The Department of Hassling Airline Passengers

Rita hasn't even arrived yet, and vast gaping holes already appear in the Homeland Security Infrastructure for Texas. From the NYT:

Heeding days of dire warnings about Hurricane Rita, as many as 2.5 million people jammed evacuation routes on Thursday, creating colossal 100-mile-long traffic jams that left many people stranded and out of gas as the huge storm bore down on the Texas coast.

Acknowledging that "being on the highway is a deathtrap," Mayor Bill White asked for military help in rushing scarce fuel to stranded drivers.

Mr. White and the top official in Harris County, Judge Robert Eckels, admitted that their plans had not anticipated the volume of traffic. They maintained that they had not urged such a widespread evacuation, although only a day earlier they invoked the specter of Hurricane Katrina, and told residents that the "time for waiting was over."

Officials also made matters worse for themselves by announcing at one point that they would use inbound lanes on one highway to ease the outbound crush, only to abort the plan later, saying it was impractical.

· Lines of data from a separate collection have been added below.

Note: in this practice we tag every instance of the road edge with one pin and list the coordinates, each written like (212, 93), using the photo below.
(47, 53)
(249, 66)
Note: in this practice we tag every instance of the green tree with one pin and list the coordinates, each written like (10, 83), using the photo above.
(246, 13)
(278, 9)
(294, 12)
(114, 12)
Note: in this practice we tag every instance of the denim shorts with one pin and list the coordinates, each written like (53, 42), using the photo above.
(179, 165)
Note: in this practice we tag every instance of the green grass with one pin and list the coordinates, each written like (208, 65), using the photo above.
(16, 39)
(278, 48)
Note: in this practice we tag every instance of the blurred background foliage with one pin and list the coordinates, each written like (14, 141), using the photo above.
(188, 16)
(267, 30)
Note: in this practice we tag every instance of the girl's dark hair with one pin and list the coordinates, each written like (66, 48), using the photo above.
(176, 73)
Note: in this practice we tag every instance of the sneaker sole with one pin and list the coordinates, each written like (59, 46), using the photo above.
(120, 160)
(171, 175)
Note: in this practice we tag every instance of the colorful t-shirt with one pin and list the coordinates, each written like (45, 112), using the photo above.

Nobody can tell me they "no one anticipated" that you can't evacuate a large urban area this way. In Westchester County, where I live, exactly this kind of scenario is the primary argument for shutting down the Indian Point Nuclear Power plant: that in the event of an evacuation, the roads would get clogged.

Yes, sure, the local officials calling the shots aren't rocket scientists. But which regions have local officials who are? But Homeland Security is supposed to have been providing all kinds of support to raise their collective IQ on matters like this.

Can we please rename the the Department of Homeland Security the Department of Hassling Airline Passengers, downsizing it to its core competency, and fire Michael Chertoff and retroactively Fire Tom Ridge?

UPDATE: Here's a really grim evacuation story, also from the NYT.

A FURTHER NOTE: A reader in Fort Worth, TX writes, In Texas, we call the  photo ops "all Hat (Meaning Cowboy Hat) and No Cattle."